StreamSafe uses a binary classifier to score user-generated posts for policy risk and route the highest-risk content to a human safety queue. The current threshold was set six months ago, but policy operations now report that too many harmful posts are slipping through while reviewers are also near capacity.
Validation set size: 200,000 posts. Harmful content prevalence: 2.5% (5,000 posts).

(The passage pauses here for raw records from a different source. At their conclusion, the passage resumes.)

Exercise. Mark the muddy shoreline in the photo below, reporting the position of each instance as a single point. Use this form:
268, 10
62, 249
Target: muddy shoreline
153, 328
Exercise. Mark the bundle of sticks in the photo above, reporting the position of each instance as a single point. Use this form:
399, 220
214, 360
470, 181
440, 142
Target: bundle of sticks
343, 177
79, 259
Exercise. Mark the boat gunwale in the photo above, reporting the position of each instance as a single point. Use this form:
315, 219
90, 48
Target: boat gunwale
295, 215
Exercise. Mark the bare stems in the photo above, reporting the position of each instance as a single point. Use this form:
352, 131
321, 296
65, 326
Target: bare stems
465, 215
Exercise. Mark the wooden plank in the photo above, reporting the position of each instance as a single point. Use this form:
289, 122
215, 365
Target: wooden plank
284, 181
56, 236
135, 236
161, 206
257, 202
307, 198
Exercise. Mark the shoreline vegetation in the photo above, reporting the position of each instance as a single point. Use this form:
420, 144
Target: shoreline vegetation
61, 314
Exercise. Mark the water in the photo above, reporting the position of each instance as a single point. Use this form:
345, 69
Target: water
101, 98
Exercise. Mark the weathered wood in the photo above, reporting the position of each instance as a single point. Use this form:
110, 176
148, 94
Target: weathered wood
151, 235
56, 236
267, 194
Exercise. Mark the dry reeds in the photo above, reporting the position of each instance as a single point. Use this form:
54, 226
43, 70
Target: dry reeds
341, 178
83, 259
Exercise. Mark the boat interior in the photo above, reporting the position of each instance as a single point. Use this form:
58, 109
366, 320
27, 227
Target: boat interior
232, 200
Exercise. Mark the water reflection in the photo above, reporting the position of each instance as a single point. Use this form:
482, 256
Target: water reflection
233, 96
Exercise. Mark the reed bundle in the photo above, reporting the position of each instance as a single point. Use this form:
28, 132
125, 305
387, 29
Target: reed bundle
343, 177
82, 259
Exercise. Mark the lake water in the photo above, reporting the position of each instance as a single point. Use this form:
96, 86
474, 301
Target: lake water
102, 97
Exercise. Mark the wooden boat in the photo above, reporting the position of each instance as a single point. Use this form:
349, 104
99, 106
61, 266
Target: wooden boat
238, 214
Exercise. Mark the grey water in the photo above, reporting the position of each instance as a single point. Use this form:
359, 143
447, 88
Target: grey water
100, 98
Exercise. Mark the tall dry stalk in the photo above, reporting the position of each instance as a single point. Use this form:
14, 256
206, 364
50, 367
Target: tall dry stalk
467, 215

| Threshold | Precision | Recall | F1 | FPR | Posts Routed/Day | Harmful Posts Caught/Day |
|---|---|---|---|---|---|---|
| 0.80 | 0.91 | 0.42 | 0.57 | 0.2% | 1,150 | 525 |
| 0.65 | 0.78 | 0.61 | 0.68 | 0.5% | 2,050 | 763 |
| 0.50 (current) | 0.64 | 0.76 | 0.69 | 1.1% | 3,400 | 950 |
| 0.35 | 0.46 | 0.88 | 0.60 | 2.8% | 6,100 | 1,100 |
| 0.20 | 0.29 | 0.95 | 0.44 | 6.4% | 10,900 | 1,188 |
Leadership wants a threshold recommendation for routing high-risk content. Missing truly harmful content has regulatory and brand risk, but false positives consume reviewer bandwidth and delay benign posts.